6話
今回は短いですが簡単な説明回です
「ようこそ。お待ちしておりました。鉄さん方はもういらっしゃってます」
あこぎ荘102号室前。マンションの呼び出しを使ってケイスケに入口を開けてもらいケイスケの部屋のチャイムを鳴らす。鳴らすとケイスケが出迎えた。
「来たな」
「おう。坊主に嬢ちゃん。久しぶりだな」
ケイスケの部屋に入るとあの時のような真央のグッズはなく真央と由愛は隠れてほっと息をつく。馬皇たちが入ってくるのを確認すると先に部屋に来ていた鉄と親部が軽く手を上げて挨拶する。
「おう。今日はよろしくたのむ。親方」
「任せとけ‼」
馬皇がかしこまった感じで頭を下げると親部は胸を叩いて大きな音を鳴らす。恰好は今から土木作業にでも行くようなつなぎに安全と書かれているヘルメットである。手にはスコップ腰には腰にさげる鞄があった。
「本来の目的は異世界に行った生徒たちの捜索なんだが?」
胸を叩く親部に対して鉄は本来の目的を忘れていそうな様子をたしなめるように言った。
「分かってる。そう固いこと言うなって‼ 教える事も鍛錬なんだぞ。それに異世界なんてロマン溢れるじゃねぇか」
「はぁ。後半が本音だろう。馬皇。やるからには今回は本気で行く」
親部の楽観的に言うと鉄の背中を勢いよく叩く。その姿に鉄はため息をつくと気持ちを切り替えて馬皇に言った。
「それでお願いします」
「話は済みましたか?」
「ああ。これから行く場所に着いてもう一度確認のために説明してくれ」
馬皇たちの会話が終わったのを見越してケイスケがたずねると鉄が答える。
「分かりました。これから行く世界リーングランデは真央様の前世の世界。要は異世界です。向こうの世界の生態系はこちらの世界とは大きく変わりはありません。違いを上げるならばこちらよりも科学技術と言った物は進んでいませんがこの世界で言う所の魔術。魔法の技術がこちらよりも進んでいる世界です」
ケイスケが説明を始めると鉄は新しく質問する。とりあえずお話などに出てくる異世界とだけ鉄と親部は簡単に説明を受けていたが初めて聞く話に由愛がたずねた。

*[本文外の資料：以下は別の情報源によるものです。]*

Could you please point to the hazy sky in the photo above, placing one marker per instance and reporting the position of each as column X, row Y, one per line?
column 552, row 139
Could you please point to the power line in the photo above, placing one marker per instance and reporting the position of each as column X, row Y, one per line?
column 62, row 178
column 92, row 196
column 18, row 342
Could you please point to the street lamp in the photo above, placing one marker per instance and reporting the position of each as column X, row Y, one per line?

「あの。魔法があるという事なんですがそれは一般的な話なんですか?」
「そうです。魔道具と言う形で一般的に武器から日用品まで扱っている技術です。後は普通に戦闘でも使います。それは真央様が使っているのを見たことがあればわかるでしょう。さすがに真央様レベルの魔法は滅多に見ることはないですが」
「ふふん。見直した?」
「ああ。すごいのは分かったからケイスケ。説明を続けてくれ」
「そうだな。俺たちの拠点になる場所と探す主要な場所、それと鍛錬の場所については?」
「むぅ」
馬皇と鉄にそっけなく話を流される真央。それに唸り声を上げてふて腐れるがケイスケはその様子を脳内で激写。からの保存のコンボを決めてから説明を続ける。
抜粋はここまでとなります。